Sometimes we read something on the internet that sounds completely absurd. While most of the time you are right, it’s not always the case. There are certain facts which sound so strange and exaggerated that we have a hard time believing them; even if there’s concrete evidence that it is 100 percent true. Take the case of Mike, the headless chicken. During the mid 1940’s, Mike the chicken lived without his head for 18 long months. At this point you are probably thinking, “What? There’s no way a chicken lived that long without its head!”. Do a simple Google search and you will be surprised to find images and articles about Mike. Another strange fact is that human children do not develop knee caps until they’re around three years old. Having a hard time believing that? Well read on, because we have collected 10 such facts that may be hard to believe but are totally true.
1. A woman named Violet Jessop survived the sinking of both the Titanic and its sister ship, the Britannic.
Violet Jessop was a woman who survived the sinking of the sister ships Titanic and Britannic.

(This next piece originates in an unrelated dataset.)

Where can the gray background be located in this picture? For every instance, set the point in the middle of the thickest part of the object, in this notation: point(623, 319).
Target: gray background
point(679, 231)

She was also aboard the third of the trio of olympic class vessels, the Olympic, when it had a major accident. Born in 1887 in Argentina, Jessop was known for being incredibly lucky. At an early age she contracted tuberculosis and was given only a few months to live. She fought and beat the disease to live a long, healthy life.
In 1910, Jessop started working on the Olympic. In 1911, the Olympic collided with the HMS Hawke, which was a ship designed to sink other ships by ramming them. Although both the ships sustained considerable damage, they didn’t sink. Years later, Jessop took a job at the White Star Line on their unsinkable ship, the Titanic. As you know, the Titanic struck an iceberg and sank, claiming the lives of more than 1,500 people. Jessop however managed to survive after boarding lifeboat 16. Once again, Violet lived to sail another day.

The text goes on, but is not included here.